Потом, после, тесно прижавшись к нему в длинном теплом мешке, куда не проникал ночной холод, она лежала молча, прижавшись головой к его щеке, счастливая, и потом тихо сказала:
— А тебе?
— Como tu[70], — сказал он.
— Да, — сказала она. — Но днем было по-другому.
— Да.
— А мне так лучше. Умирать не обязательно.
— Ojala no, — сказал он. — Надеюсь, что нет.
— Я не об этом.
— Я знаю. Я знаю, о чем ты думаешь. Мы думаем об одном и том же.
— Тогда зачем же ты заговорил не о том, о чем я думала?
— У нас, мужчин, мысли идут по-другому.
— Тогда я рада, что мы с тобой разные.
— Я тоже рад, — сказал он. — Но я понимаю, о каком умирании ты говорила. Это я просто так сказал, по своей мужской привычке. А чувствую я то же, что и ты.
— Что бы ты ни делал, что бы ты ни говорил, это так и должно быть.
— Я люблю тебя, и я люблю твое имя, Мария.
— Оно самое обыкновенное.
— Нет, — сказал он. — Оно не обыкновенное.
— А теперь давай спать, — сказала она. — Я засну быстро.
— Давай спать, — сказал он, чувствуя рядом с собой длинное легкое тело, чувствуя, как оно согревает его своим теплом, успокаивает его, словно по волшебству прогоняет его одиночество одним лишь прикосновением бедер, плеч и ног, вместе с ним ополчается против смерти, и он сказал: — Спи спокойно, длинноногий зайчонок.
Она сказала:
— Я уже сплю.
— Я сейчас тоже засну, — сказал он. — Спи спокойно, любимая.
Потом он заснул, и во сне он был счастлив.
Но среди ночи он проснулся и крепко прижал ее к себе, словно это была вся его жизнь и ее отнимали у него.

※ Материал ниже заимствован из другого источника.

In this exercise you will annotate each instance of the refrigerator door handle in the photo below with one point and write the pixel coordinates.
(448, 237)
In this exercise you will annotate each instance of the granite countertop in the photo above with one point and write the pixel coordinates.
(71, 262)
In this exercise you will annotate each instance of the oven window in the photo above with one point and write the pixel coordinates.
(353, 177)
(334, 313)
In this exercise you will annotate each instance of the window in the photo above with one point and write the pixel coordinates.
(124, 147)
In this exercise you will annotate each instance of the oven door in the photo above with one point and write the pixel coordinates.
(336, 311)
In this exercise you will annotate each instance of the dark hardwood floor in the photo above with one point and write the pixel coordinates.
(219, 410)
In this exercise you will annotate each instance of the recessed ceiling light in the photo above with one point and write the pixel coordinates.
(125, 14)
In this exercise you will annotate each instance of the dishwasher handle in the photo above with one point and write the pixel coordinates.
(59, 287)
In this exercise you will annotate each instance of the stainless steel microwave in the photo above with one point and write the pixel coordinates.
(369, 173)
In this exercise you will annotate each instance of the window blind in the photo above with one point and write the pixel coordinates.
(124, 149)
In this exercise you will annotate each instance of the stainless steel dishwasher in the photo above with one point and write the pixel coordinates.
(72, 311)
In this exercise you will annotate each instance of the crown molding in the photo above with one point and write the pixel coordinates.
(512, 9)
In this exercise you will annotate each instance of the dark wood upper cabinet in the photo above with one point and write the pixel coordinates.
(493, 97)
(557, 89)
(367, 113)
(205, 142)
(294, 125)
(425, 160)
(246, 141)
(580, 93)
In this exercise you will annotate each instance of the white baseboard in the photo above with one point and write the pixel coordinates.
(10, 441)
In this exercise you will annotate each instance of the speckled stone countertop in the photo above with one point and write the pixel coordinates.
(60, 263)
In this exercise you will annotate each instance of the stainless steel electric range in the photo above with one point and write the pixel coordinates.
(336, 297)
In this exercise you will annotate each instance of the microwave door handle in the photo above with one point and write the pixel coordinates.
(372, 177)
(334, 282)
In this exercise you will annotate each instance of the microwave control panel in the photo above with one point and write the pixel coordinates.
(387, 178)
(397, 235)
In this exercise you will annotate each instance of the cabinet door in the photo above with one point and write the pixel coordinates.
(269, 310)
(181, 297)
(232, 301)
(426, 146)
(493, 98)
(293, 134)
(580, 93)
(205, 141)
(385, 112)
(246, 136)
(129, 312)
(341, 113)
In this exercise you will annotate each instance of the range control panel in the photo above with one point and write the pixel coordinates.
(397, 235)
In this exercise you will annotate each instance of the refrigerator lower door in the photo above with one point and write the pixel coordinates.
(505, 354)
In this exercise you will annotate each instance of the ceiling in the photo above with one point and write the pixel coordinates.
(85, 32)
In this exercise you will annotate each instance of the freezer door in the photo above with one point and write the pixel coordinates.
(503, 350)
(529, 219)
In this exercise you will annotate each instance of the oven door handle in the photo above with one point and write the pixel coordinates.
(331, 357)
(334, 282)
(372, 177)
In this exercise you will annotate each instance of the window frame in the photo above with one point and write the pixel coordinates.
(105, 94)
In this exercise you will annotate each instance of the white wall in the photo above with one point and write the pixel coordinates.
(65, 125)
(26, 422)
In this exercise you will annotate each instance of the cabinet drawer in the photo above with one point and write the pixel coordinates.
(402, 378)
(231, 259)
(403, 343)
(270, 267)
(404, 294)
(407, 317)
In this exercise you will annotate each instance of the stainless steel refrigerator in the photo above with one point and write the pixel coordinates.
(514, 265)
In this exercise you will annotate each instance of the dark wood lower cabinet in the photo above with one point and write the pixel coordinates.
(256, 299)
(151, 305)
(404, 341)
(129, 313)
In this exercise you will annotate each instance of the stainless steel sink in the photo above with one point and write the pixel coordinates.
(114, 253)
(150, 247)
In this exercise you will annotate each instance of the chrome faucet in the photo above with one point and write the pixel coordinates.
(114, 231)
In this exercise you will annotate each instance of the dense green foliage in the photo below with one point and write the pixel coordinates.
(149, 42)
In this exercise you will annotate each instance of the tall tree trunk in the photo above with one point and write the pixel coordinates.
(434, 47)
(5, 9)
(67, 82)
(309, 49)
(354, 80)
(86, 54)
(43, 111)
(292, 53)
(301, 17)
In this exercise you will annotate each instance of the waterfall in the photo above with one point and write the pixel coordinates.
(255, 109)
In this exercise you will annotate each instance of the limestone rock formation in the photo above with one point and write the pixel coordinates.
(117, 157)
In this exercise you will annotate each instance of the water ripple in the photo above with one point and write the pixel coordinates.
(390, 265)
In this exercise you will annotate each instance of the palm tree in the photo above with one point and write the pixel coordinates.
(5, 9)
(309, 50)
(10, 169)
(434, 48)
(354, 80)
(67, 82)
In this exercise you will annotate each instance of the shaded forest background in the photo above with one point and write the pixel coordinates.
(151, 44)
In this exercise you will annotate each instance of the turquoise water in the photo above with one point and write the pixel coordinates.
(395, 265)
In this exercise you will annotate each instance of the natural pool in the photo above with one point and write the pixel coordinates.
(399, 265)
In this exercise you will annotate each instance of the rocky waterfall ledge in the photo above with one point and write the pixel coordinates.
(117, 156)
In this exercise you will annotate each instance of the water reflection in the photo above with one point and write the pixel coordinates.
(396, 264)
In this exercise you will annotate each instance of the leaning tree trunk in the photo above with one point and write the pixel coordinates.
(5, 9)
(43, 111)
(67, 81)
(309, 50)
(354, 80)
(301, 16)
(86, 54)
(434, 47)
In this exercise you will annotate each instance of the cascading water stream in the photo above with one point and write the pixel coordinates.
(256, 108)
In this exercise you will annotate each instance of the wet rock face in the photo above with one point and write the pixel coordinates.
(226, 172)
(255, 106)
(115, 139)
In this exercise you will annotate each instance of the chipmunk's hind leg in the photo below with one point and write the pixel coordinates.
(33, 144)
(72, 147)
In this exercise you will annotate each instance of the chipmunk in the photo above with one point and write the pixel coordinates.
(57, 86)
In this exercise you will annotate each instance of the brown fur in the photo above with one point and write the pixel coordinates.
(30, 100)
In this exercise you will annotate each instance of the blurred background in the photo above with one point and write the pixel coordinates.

Он обнимал ее, чувствуя, что вся жизнь в ней, и это на самом деле было так. Но она спала крепко и сладко и не проснулась. Тогда он лег на бок и натянул край мешка ей на голову и поцеловал ее в шею, а потом подтянул шнур и положил револьвер рядом, чтобы он был под рукой, и так он лежал и думал в ночной темноте.